I met up with a friend of mine to hang out and go to the movies. We're equally huge movie geeks/geeks in general, and decided after seeing the trailer to Pacific Rim that this was a movie for us (because a girl's night out isn't a girl's night out without nerdy movies). Huge monsters? Gundam-styled mecha? The computer being voiced by GLaDOS? Charlie Day as a hyper scientist? Aw man, it was just too much awesome to miss, and we weren't disappointed. Pacific Rim officially rocks.

The plot is pretty simple - huge monsters attacking cities of millions, tough dudes strapping themselves into huge-ass machines and then proceeding to beat the crap out of the monsters. So far, so awesome. And it doesn't really need more of a plot than that. It's cliched, it's kinda ridiculous and not very believable, but Pacific Rim is one of those movies that go by Rule Of Cool - if it's cool enough of an idea, then to hell with realism. I kept getting the feeling that this is a kind of modernized Errol Flynn-kinda movie, with spectacular heroes in far-fetched plots doing ridiculously bad-ass stuff and saving the day in a super-dramatic way. I left the cinema feeling elated and awesome - so awesome in fact that I forgot my hat at my seat and didn't notice until I was almost back at Hemingway's. Shit.






That's not to say that Pacific Rim is perfect - far from it. It would absolutely not pass the Bechdel test for an instant, as there was only one female character properly established - Mako Mori (played by Rinko Kikuchi, who looked surprisingly like a mix between Knives Chau and Ramona Flowers in Scott Pilgrim. I kept waiting for the blue highlights (that were there for no other reason than Rule Of Cool, forever perpetuating the stereotype that Japanese people all have super-funky hair) to get punched out of her hair, but that didn't seem to happen (although they did kinda seem to disappear sometimes...). There was a Russian woman featured, briefly, as being totally bad-ass, but the Russian Gundam (or Jaeger as they're called in the movie), that had been promoted as being totally awesomely bad-ass, was promptly defeated within five minutes along with the Chinese supposedly 'state of the art' Gundam piloted by hot triplets (who I knew from the start were going to die, as they had no spoken lines and they were all wearing red shirts). Seriously, the only minority who wasn't beaten in a stupid amount of time was the Japanese woman. American much?


Speaking of her, she was apparently awesome at fighting and beat the protagonist, yet when the stereotypically cocky Aussie insulted her, she stood back, lip quivering, while the male hero beat the Aussie's ass to defend her honour, which made me facepalm a bit. Also, she lost control of her emotions instantly when being connected to the hero in the Gundam, because shit, trusting women to keep their emotions in check is like trusting a dog to walk a tight-rope, at least if you're a Hollywood writer.

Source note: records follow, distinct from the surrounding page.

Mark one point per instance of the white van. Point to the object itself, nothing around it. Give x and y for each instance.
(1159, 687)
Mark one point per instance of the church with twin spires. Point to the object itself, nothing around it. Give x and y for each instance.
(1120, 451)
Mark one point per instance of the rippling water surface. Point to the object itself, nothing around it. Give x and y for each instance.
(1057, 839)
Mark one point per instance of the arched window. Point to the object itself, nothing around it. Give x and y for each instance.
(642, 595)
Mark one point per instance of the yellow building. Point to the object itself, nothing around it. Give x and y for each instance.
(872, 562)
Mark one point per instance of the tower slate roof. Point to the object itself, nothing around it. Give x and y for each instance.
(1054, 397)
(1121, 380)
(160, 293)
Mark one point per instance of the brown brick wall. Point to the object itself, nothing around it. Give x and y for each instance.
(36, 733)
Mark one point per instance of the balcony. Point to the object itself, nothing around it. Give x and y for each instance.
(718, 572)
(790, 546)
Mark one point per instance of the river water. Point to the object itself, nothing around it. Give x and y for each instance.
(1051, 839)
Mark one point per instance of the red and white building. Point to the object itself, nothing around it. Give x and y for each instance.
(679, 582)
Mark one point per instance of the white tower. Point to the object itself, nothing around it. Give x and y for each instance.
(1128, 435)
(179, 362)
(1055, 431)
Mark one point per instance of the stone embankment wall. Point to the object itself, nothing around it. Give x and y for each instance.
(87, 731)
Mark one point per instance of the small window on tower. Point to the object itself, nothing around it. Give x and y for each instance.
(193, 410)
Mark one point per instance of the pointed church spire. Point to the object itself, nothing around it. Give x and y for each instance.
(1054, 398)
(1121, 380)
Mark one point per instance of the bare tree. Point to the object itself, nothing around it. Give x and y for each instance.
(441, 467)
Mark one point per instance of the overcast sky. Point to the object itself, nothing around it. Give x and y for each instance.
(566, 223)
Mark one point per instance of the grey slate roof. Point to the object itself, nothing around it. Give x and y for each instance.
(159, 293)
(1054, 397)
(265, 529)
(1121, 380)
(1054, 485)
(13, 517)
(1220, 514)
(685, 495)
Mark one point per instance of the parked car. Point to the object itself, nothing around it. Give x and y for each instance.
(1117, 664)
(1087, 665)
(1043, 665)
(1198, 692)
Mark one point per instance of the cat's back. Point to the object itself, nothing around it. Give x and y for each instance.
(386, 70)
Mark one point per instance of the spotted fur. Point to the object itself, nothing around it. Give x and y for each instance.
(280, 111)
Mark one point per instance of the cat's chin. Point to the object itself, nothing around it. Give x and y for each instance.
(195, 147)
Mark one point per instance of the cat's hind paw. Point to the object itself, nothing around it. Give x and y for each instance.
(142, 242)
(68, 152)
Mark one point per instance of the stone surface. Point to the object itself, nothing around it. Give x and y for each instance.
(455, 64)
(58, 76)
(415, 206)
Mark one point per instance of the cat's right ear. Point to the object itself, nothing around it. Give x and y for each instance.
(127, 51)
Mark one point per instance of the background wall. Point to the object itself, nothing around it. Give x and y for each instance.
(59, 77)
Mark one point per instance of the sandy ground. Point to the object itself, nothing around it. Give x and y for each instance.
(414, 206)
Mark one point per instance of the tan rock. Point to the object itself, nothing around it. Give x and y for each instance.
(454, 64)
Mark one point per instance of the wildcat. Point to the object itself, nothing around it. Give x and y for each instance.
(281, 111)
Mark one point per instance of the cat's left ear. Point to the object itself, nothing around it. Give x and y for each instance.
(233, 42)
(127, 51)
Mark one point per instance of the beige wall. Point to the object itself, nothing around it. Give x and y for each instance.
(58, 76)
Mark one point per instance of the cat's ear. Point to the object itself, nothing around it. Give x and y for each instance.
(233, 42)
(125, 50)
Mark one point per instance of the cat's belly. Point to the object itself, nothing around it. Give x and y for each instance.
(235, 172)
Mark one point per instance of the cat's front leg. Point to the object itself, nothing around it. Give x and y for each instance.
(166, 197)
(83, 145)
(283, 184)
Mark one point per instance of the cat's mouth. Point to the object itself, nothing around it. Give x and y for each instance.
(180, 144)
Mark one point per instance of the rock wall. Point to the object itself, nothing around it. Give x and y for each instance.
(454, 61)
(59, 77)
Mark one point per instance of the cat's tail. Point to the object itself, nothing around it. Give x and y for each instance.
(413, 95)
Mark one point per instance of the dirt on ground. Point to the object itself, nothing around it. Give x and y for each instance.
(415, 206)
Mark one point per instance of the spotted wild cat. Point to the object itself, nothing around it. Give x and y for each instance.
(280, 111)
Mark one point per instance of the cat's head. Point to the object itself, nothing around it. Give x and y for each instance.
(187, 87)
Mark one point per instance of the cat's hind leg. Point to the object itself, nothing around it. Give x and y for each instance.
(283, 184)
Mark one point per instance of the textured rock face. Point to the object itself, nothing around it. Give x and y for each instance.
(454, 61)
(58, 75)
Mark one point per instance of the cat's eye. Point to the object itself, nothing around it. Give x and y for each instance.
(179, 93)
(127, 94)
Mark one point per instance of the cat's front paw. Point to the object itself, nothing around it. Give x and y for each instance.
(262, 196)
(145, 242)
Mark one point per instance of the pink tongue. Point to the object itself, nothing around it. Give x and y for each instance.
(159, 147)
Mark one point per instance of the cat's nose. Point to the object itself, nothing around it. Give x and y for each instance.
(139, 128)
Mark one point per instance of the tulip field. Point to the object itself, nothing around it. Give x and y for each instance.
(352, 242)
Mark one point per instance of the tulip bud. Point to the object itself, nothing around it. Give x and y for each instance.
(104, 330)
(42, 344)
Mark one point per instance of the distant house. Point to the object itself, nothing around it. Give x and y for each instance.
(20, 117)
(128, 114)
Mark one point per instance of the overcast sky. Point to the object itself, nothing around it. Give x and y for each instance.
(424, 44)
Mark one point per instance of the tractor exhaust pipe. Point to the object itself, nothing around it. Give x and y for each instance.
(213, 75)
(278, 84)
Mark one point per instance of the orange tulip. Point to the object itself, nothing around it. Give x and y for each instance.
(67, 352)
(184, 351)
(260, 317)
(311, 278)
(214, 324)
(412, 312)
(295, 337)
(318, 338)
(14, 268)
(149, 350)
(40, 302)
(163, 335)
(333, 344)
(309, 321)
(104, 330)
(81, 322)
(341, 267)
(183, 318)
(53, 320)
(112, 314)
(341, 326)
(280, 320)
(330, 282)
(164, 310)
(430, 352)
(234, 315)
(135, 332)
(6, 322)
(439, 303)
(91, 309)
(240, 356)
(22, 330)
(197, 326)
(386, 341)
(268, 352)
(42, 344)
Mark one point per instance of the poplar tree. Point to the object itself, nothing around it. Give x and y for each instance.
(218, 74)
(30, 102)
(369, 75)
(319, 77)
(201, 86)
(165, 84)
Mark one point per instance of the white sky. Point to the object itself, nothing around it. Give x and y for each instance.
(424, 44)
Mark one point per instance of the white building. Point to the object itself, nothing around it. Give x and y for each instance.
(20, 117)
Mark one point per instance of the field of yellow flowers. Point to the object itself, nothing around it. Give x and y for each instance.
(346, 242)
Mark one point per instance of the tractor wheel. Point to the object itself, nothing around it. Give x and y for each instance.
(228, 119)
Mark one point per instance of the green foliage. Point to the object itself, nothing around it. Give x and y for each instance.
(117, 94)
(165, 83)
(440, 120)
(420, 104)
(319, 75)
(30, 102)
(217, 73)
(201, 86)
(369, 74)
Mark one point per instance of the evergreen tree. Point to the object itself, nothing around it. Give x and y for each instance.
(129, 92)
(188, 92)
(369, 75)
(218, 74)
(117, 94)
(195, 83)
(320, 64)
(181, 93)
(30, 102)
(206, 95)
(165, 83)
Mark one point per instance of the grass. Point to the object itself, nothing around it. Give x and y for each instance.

I was happy they didn't have a make-out moment at the end at least, that would've just been stupid.

So yeah, stereotypes all around (and terrible Japanese being spoken by actors who clearly don't know the first thing about speaking Japanese), and a typical male-dominated movie misogyny leads me to feel that this movie wasn't as awesome as it could've been, but looking past all of that to the pure whimsy, it was still one of the best action movies I've seen in a really long time, and I was psyched coming out of the theater. I tried explaining how awesome it was to Hemingway, saying that he should totally see it, but he doesn't seem to enjoy giant monsters and mecha the same way I do for some reason. They pick up a friggin' boat and use it as a sword, how is that not amazing? Ah well, I'll get around to showing him the light soon enough. Until then, I can only highly recommend it to any of you silent readers who are equally enamored with this stuff as I am. It was epic.